TABLE 1.
Data related to safety of COVID‐19 convalescent plasma from randomized controlled trials and a large observational study
| Author | Study design | CCP arm N | Control arm N | Placebo used | Percentage of CCP patients with AE | Percentage of control patients with AE | Adverse events CCP within 24 h of transfusion |
|---|---|---|---|---|---|---|---|
| Li L 19 | RCT | 52 | 51 | Standard of care | 3.80% | NA | 2 with non‐severe allergic; 1 with severe TAD |
| Agarwal A 31 | RCT | 235 | 229 | Standard of care | 3.80% | NA | 1 with pain at infusion site, chills, nausea; 3 with fever and tachycardia; 2 with dyspnea and IV catheter blockage; 3 with mortality possibly related to CCP |
| Salman OH 17 | RCT | 15 | 15 | Standard of care | 0% | NA | No adverse events |
| Rasheed AM 16 | RCT | 21 | 28 | Standard of care | 4.70% | NA | 1 with mild allergic reaction |
| Simonovich VA 18 | RCT | 228 | 105 | Normal saline | 4.80% | 1.90% | 13 AE in 11 patients‐ No significant differences in the overall incidence of AE (OR, 1.21; 95% CI, 0.74–1.95) or SAE. |
| Libster R 13 | RCT | 80 | 80 | Normal saline | 0% | 0% | No adverse events |
| Joyner MJ 4 | Observational | 20,000 | NA | NA | 0.39% | NA | 78 transfusion reactions [(<1%) ‐ 36 TACO; 21 TRALI; 21 severe allergic] mortality within 4 h of transfusion: 10 reported as related to transfusion.
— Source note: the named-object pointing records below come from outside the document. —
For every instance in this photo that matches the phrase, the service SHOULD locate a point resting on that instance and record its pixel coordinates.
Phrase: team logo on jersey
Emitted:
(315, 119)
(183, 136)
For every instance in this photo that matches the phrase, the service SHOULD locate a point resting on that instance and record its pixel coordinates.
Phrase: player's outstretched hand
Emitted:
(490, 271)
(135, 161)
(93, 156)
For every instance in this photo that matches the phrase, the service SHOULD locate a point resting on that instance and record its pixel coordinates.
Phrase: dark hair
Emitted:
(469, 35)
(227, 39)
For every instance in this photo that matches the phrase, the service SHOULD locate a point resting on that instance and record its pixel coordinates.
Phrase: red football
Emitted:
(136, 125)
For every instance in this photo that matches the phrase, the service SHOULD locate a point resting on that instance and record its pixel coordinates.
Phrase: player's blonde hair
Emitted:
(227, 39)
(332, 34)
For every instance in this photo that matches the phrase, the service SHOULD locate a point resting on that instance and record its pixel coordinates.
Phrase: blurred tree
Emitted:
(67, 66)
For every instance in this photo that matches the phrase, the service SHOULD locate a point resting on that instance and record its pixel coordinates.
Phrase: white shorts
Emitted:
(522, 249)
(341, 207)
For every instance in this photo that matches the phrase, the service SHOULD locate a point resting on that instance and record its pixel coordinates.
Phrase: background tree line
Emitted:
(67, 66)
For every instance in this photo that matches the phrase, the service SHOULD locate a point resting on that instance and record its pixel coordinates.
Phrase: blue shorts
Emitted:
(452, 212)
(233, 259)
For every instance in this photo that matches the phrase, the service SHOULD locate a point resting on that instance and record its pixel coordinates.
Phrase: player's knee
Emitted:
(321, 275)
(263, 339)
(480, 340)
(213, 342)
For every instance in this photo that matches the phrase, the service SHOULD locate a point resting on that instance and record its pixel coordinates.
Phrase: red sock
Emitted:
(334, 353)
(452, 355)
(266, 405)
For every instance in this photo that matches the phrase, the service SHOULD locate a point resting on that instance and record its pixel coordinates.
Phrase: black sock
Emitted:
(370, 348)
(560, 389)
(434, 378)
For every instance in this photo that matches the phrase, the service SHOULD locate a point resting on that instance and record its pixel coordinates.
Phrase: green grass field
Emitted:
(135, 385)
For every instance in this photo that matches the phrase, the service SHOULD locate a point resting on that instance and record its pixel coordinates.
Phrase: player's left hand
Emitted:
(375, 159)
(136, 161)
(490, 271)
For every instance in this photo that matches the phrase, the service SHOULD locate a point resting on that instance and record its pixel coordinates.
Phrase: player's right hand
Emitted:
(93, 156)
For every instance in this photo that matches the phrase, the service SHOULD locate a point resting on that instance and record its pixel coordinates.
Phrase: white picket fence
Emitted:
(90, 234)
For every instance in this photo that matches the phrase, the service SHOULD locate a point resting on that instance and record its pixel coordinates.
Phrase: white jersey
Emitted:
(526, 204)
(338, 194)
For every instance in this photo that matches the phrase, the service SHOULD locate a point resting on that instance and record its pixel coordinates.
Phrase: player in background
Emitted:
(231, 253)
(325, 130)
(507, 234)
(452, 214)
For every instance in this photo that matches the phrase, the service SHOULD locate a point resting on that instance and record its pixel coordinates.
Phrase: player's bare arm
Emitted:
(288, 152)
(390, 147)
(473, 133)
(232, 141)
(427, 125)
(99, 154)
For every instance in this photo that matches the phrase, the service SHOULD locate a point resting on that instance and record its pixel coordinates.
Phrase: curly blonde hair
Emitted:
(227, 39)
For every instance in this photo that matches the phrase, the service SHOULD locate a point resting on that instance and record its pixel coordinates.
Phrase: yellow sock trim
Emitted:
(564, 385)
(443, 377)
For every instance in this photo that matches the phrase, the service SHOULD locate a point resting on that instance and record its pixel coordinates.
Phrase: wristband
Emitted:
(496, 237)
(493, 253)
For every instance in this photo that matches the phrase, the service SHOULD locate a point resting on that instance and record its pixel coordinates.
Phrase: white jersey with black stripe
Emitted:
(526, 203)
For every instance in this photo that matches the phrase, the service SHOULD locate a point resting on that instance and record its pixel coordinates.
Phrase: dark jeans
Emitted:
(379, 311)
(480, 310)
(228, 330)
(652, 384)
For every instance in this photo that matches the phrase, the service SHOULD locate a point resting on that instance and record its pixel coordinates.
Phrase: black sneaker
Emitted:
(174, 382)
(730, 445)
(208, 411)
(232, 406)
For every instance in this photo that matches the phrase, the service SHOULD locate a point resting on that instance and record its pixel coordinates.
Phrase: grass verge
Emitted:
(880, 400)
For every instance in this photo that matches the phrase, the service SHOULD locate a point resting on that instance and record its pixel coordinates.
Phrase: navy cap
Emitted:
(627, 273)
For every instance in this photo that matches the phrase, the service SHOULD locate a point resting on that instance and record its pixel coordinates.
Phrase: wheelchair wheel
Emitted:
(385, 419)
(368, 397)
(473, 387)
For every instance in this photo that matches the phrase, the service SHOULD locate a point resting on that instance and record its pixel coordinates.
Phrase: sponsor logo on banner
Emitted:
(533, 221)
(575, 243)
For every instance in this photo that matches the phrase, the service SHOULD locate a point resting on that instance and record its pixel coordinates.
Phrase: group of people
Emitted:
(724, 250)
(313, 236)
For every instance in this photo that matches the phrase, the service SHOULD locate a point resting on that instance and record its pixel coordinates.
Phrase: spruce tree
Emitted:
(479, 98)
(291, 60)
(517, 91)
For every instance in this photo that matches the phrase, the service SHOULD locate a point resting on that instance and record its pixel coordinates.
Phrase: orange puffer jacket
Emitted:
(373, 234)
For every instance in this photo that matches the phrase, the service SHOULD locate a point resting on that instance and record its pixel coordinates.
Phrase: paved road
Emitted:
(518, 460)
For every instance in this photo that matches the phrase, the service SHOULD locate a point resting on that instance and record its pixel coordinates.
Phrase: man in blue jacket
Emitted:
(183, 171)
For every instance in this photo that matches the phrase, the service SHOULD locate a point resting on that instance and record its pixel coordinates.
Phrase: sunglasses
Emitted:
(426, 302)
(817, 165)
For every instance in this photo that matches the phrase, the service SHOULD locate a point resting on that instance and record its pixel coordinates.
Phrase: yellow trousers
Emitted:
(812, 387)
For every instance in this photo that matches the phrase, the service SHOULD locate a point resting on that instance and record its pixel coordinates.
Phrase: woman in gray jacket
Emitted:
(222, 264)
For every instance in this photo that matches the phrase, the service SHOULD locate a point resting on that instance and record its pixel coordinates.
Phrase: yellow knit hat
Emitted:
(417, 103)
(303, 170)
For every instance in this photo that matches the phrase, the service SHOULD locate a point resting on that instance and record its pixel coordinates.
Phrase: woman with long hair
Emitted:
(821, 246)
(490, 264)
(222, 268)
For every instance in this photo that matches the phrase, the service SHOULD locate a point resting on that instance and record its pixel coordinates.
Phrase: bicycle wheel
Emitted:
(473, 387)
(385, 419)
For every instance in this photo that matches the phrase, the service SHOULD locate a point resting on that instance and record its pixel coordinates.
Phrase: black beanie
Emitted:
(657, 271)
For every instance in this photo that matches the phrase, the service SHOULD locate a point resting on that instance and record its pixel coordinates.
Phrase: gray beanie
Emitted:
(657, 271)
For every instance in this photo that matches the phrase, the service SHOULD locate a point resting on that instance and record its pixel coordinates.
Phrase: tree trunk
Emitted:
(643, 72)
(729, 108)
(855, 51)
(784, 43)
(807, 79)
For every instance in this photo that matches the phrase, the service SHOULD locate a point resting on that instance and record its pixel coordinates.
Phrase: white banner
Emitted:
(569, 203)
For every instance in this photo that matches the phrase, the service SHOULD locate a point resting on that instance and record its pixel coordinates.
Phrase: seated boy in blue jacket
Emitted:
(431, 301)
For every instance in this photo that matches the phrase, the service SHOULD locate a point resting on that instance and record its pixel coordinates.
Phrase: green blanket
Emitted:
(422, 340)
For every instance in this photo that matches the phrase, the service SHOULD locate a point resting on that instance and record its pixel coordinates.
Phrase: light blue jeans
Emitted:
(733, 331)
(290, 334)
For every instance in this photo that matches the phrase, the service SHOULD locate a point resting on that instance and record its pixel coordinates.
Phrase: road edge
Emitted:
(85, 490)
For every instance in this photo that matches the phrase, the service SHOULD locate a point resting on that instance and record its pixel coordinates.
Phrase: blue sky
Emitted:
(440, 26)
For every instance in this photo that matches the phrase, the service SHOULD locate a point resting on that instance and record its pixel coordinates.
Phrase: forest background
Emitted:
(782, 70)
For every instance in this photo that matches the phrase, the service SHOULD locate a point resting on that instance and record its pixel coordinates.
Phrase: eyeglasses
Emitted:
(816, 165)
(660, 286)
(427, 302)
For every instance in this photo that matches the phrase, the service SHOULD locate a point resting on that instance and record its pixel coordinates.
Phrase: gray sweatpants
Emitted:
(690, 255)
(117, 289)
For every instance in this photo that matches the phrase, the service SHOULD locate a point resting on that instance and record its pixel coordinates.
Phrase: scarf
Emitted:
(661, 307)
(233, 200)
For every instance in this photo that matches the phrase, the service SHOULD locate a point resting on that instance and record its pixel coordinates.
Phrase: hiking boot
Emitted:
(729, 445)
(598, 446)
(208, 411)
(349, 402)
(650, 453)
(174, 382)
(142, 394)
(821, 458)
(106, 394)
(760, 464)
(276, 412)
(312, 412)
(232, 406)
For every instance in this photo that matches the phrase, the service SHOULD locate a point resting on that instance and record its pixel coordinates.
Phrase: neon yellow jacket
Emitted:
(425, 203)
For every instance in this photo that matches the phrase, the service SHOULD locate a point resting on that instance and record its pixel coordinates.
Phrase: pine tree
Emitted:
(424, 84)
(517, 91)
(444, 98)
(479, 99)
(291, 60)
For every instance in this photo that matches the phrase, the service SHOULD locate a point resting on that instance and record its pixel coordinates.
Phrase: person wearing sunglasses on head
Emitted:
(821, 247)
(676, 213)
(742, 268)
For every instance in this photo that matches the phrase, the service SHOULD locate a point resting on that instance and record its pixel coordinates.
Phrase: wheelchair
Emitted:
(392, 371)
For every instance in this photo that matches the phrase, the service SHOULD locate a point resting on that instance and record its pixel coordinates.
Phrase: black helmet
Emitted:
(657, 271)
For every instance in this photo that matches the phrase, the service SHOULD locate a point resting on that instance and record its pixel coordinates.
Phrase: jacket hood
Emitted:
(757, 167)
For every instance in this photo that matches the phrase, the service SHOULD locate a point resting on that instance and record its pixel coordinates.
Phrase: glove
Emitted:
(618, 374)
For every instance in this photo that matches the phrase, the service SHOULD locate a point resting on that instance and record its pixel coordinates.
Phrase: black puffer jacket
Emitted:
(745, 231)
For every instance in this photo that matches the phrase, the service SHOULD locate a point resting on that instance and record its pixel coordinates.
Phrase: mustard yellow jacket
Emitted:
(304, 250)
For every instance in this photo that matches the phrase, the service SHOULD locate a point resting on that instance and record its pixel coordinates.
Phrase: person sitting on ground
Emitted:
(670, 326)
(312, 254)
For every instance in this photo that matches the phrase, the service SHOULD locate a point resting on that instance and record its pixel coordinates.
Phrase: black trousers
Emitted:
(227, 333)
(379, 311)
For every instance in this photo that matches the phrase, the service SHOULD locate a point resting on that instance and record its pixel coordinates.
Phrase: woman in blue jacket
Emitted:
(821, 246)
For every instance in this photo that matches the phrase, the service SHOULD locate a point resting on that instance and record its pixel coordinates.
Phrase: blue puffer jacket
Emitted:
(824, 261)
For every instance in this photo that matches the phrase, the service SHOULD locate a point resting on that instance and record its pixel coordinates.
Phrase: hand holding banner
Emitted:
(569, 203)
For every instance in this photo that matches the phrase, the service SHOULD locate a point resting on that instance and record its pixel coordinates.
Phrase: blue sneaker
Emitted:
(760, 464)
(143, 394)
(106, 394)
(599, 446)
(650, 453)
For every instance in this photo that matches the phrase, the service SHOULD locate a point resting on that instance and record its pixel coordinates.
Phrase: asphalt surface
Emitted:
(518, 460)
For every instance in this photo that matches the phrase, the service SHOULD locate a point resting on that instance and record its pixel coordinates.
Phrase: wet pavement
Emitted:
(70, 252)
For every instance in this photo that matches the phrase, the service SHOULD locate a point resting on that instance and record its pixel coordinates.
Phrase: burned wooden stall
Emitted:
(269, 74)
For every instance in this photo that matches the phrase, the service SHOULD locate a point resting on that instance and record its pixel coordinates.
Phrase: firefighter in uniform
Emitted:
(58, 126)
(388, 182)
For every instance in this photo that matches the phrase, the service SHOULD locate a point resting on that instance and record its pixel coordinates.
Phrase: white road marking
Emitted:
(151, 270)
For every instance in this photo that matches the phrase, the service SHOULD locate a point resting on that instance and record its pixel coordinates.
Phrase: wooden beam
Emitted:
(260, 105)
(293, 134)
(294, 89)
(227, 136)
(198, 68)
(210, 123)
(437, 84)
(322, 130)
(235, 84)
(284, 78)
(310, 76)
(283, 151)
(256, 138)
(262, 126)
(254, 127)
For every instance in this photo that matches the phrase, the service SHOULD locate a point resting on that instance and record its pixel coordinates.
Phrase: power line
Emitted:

Thrombotic or thromboembolic events: 113 (<1%) |
Abbreviations: AE, adverse events; CCP, COVID‐19 convalescent plasma; FNHTR, febrile non‐hemolytic transfusion reaction; NA, not available; OR, odds ratio; RCT, randomized controlled trial; TACO, transfusion associated circulatory overload; TAD, transfusion associated dyspnea; TRALI, transfusion‐related acute lung injury.